Robot Exclusion Protocol

The robots.txt convention is a file on your site which allows you to specify pages and content on your website that you would prefer search engine web-crawlers not to index. This of course requires the cooperation of the web-crawler. Google, Bing, Yahoo and most major search engines observe the exclusion protocol.

It stands in contrast to a domain’s Sitemap, which could be termed, the Inclusion Protocol. Now that you know what it is, you may wonder what the benefit is in having content on your site that you don’t want indexed.

Control Over Website Image

If there are parts of your website that are exhibiting errors recently or perhaps reflect poorly on your domain, excluding them is better than presenting poor quality content. An example of such content could be some broken flash animations or a page on your website that is dedicated solely to responding to customer complaints.
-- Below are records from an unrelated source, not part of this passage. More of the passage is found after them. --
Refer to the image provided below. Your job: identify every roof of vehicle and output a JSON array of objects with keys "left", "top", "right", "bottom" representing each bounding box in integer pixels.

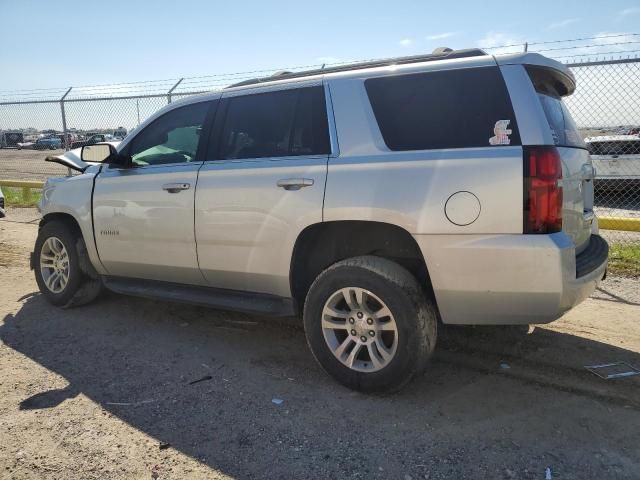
[
  {"left": 226, "top": 48, "right": 575, "bottom": 89},
  {"left": 584, "top": 135, "right": 640, "bottom": 142},
  {"left": 227, "top": 48, "right": 487, "bottom": 88}
]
This isn’t to say you don’t want people finding the page on your domain, just that you don’t want included as one of the primary functions of the website.

Offer Diverse Content While Stopping Theme Bleeding

If you have content on your website that you believe is contributing value to visitors but that you think web-crawlers may consider to be inconsistent with the thematic elements of the website (theme bleeding), robots exclusion will let you keep that content, while still optimising for rankings.

Make sure that the content isn’t too valuable though, as you may be missing out on some effective keyword opportunities just because you’re afraid indexing it may affect your rankings negatively.

Stop Rich Content Theft

This is an important factor for websites that display pictures and videos that have inherent proprietary value or are copyrighted.

You can have a function on your website that stops people from saving these pieces of content. Some websites just stop you from right-clicking (an easily circumvented tactic), while others apply watermarks so its owner is permanently identified. But if they’re indexed then users can save them from the search engine page.

Note: With enough expertise anyone will be able to steal the image, but this may deter opportunists or people who are less au fait with technology.

Dangers of Robots.txt File

• The exclusion standard is purely advisory. Meaning the content still might get indexed.
• If there are too many pages in the convention, search engine may suspect you of cloaking.
• It can be an indicator to malicious bots of what exactly to strip from your site.